İmam Şafii Şiirinden
er-Rebî‘ b. Süleyman (ö. 270/884): “eş-Şâfi‘î’yi, beyanının
güzelliğini ve fesahatını görseydin hayretler içinde kalırdın. Şayet o, bu
kitapları konuştuğu Arapça ile yazmış olsaydı, kitapları okunamazdı.” demiştir.
Bu husus, benzer bir rivayette ise şöyle geçmektedir:
“eş-Şâfi‘î’yi ve beyanının güzelliğini görseydin ondan şaşırırdın.

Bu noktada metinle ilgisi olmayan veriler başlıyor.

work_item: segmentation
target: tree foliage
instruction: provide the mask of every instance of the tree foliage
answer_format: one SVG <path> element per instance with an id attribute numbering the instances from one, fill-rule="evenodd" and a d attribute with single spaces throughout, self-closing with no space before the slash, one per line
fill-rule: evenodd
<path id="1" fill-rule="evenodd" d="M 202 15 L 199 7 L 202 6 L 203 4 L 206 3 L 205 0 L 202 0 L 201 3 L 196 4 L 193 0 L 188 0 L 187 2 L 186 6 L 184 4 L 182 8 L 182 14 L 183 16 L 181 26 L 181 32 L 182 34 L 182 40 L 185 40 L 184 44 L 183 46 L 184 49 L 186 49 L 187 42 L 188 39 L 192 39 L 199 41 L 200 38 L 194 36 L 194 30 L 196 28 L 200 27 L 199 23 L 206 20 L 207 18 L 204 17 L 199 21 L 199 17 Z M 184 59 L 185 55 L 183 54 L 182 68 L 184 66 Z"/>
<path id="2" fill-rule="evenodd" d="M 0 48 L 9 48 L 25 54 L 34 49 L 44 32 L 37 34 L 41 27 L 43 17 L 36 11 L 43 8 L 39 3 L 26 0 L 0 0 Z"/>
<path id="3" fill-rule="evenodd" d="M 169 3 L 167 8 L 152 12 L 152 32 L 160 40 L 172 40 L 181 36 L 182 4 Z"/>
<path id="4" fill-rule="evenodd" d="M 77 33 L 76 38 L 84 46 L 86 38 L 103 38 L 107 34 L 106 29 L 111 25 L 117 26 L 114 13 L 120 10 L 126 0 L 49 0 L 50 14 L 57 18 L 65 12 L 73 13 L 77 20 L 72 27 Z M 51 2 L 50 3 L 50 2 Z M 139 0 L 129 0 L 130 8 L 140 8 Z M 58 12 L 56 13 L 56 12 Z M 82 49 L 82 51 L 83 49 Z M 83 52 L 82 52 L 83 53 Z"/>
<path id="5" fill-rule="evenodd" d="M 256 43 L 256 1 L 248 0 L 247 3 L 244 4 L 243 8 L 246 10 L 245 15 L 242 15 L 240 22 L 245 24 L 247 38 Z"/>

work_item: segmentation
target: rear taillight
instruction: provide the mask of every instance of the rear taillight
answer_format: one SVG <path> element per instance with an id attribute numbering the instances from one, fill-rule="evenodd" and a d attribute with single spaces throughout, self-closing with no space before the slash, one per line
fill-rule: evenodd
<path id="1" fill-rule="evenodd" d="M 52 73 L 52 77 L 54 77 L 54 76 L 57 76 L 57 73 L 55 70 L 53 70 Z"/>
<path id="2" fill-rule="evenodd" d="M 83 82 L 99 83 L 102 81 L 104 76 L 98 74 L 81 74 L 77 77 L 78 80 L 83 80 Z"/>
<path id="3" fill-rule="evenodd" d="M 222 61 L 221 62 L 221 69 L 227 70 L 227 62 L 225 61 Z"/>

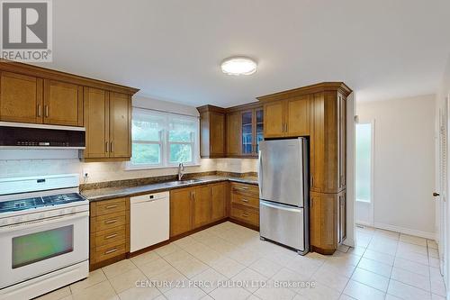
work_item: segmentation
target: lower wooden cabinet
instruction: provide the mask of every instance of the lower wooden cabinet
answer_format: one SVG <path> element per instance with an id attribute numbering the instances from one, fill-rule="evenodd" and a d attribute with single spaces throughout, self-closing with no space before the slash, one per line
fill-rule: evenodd
<path id="1" fill-rule="evenodd" d="M 256 186 L 232 182 L 230 217 L 259 227 L 259 190 Z"/>
<path id="2" fill-rule="evenodd" d="M 310 245 L 314 251 L 332 254 L 346 239 L 346 191 L 310 192 Z"/>
<path id="3" fill-rule="evenodd" d="M 170 237 L 227 217 L 227 182 L 170 191 Z"/>
<path id="4" fill-rule="evenodd" d="M 130 198 L 91 202 L 89 244 L 91 267 L 130 251 Z"/>

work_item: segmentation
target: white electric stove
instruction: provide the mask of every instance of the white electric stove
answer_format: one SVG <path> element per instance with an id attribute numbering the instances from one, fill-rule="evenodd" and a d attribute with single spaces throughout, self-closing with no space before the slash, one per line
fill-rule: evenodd
<path id="1" fill-rule="evenodd" d="M 30 299 L 89 273 L 89 202 L 77 174 L 0 178 L 0 299 Z"/>

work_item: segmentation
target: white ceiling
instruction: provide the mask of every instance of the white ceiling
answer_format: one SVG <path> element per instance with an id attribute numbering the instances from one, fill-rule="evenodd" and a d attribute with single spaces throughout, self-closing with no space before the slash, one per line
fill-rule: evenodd
<path id="1" fill-rule="evenodd" d="M 447 0 L 56 0 L 54 61 L 41 64 L 224 107 L 320 81 L 358 101 L 435 93 L 450 53 Z M 232 55 L 258 71 L 220 72 Z"/>

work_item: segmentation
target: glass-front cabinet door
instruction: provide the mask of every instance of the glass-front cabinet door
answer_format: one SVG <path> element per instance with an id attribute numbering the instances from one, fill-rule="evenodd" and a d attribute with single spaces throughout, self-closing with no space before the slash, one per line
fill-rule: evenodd
<path id="1" fill-rule="evenodd" d="M 242 155 L 253 154 L 253 111 L 243 112 L 241 114 Z"/>

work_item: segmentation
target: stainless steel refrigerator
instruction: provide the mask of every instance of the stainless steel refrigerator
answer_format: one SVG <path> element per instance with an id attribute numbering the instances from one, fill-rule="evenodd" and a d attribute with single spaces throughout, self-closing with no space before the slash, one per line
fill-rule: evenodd
<path id="1" fill-rule="evenodd" d="M 309 238 L 309 165 L 305 138 L 259 144 L 259 227 L 270 240 L 306 254 Z"/>

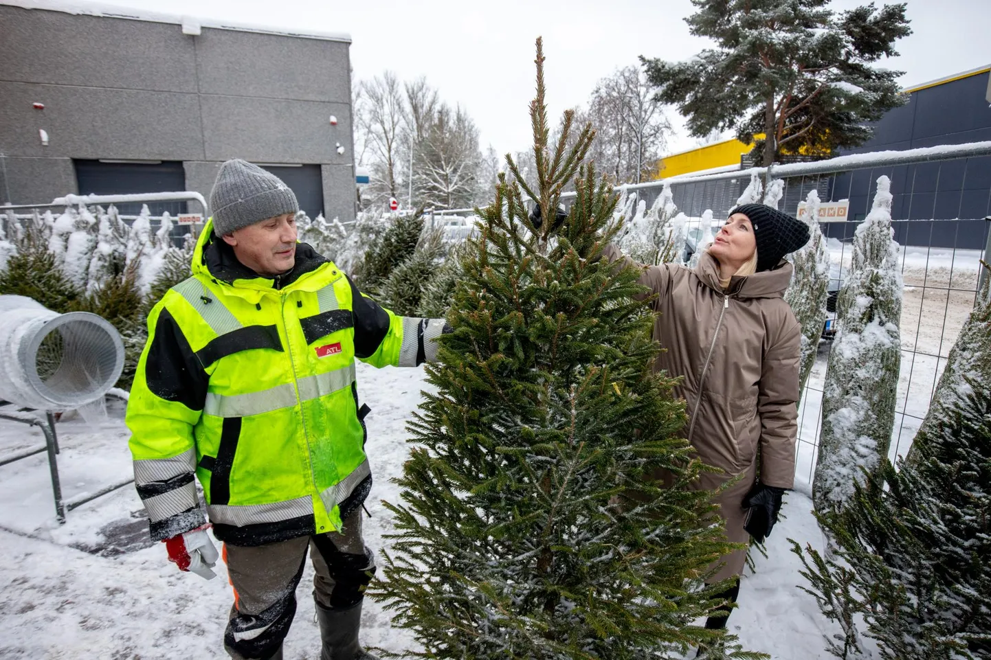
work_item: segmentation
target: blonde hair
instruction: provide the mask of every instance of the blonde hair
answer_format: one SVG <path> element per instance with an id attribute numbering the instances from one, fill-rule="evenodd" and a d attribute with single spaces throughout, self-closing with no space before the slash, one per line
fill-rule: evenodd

O,
bu kitapları bizimle beraber münazarada bizimle konuştuğu Arapça ile yazsaydı,
fesâhatı ve garip lafızları (anlamı kapalı yadırganan kelimeler) dolayısıyla
kitapları okunamazdı. Ancak o, kitap yazarken halk için açık bir dil kullanmaya
gayret ediyordu, açıklamaya çalışıyordu.
Ebû’l-Velîd: ” eş-Şâfi‘î’den
başka kitapları müşahedesinden daha büyük olan birini görmedim. Kuşkusuz onun
dili de kitaplarından daha büyüktür.” demiştir.
Dua
أَتَهْزَأُ بالدعاء وتَزْدَريهِ وما تَدْري بما صَنَعَ الدعاءُ
سِهامُ الليلِ لا تُخْطِي ولكنْ لها أَمَدٌ وللأمدِ انْقِضاءُ
Sen, dua ile alay ediyor ve onu küçümsüyor
musun? Oysa sen, duanın ne yaptığını bilmiyorsun.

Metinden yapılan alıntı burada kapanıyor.